A directory's contents are simply the list of files the directory contains. Each item in the list is called a directory entry, and each entry contains two things: a name and an inode number. You might have noticed that the filename isn't stored in the file inode, so it's not kept on the file system as a file attribute. This is because filenames are only instructions that tell the kernel how to walk through directory entries to retrieve an inode number for a file.

For example, specifying the filename /tmp/testing/test.txt tells the kernel to start with the root directory inode, open it, and read the directory entry with the name tmp. This information gives the kernel an inode number that corresponds to the tmp directory. The kernel opens that inode and reads the entry with the name testing. This information gives the kernel an inode number for the testing directory. The kernel then opens this inode and reads the directory entry with the name test.txt. The inode number the kernel gets is the inode of the file, which is all that the kernel needs for operating on the file.

Figure 9-4 shows a simple directory hierarchy. Each box represents an inode. The directory inodes have a list of directory entries below them, and each ordinary file inode contains its file contents below its attributes. The figure shows the following simple directory hierarchy:

fred.txt jim/         bob.txt

Figure 9-4. Directories at play

The leftmost inode is a directory containing the fred.txt file and the jim directory. You don't know this directory's name because you have to see its parent directory to learn that. It has an inode number of 1000. The jim directory has an inode of 700, and you can see that it has only one file, bob.txt.
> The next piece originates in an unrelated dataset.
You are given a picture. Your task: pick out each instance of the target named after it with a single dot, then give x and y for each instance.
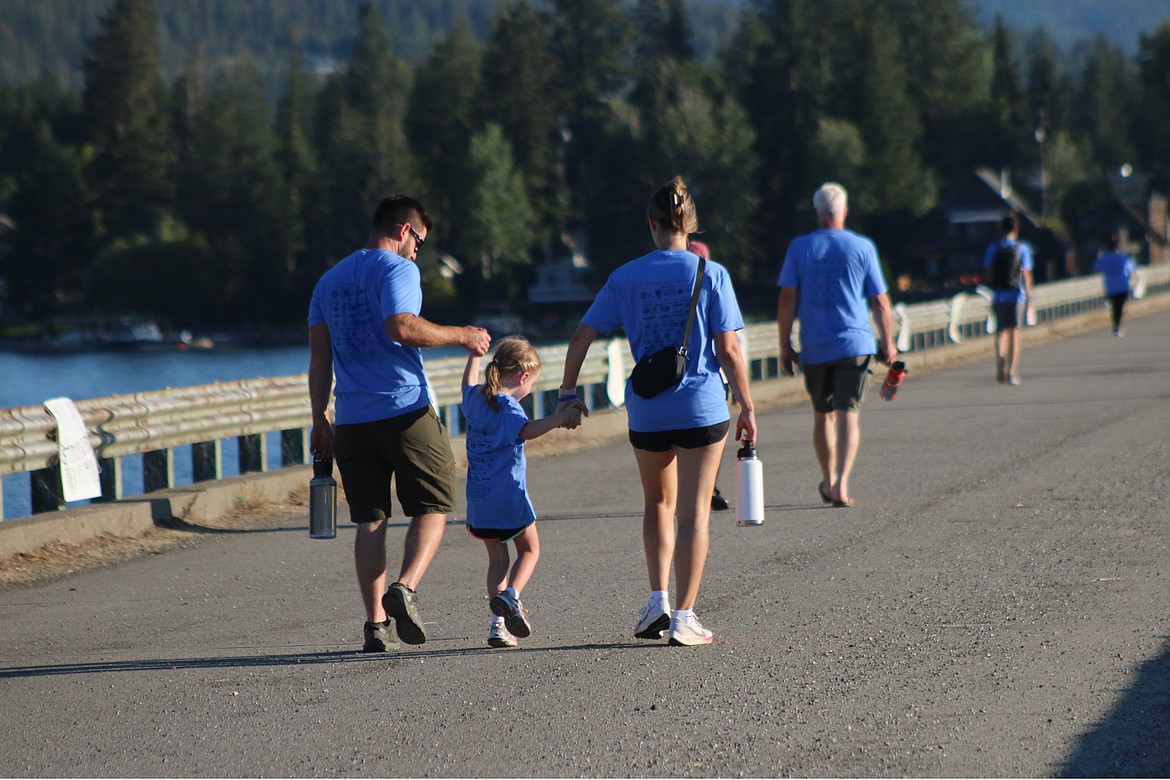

If a process has a current directory of the directory in inode 1000, and you call open("jim/bob.txt", O_RDWR), the kernel translates the pathname by reading the directory entries. First, the directory at inode 1000 is opened, and the directory entry for jim is read. The kernel then opens the jim directory at inode 700 and reads the directory entry for bob.txt, which is 900. The kernel then opens bob.txt at inode 900, loads it into memory, and associates it with an entry in the file descriptor table.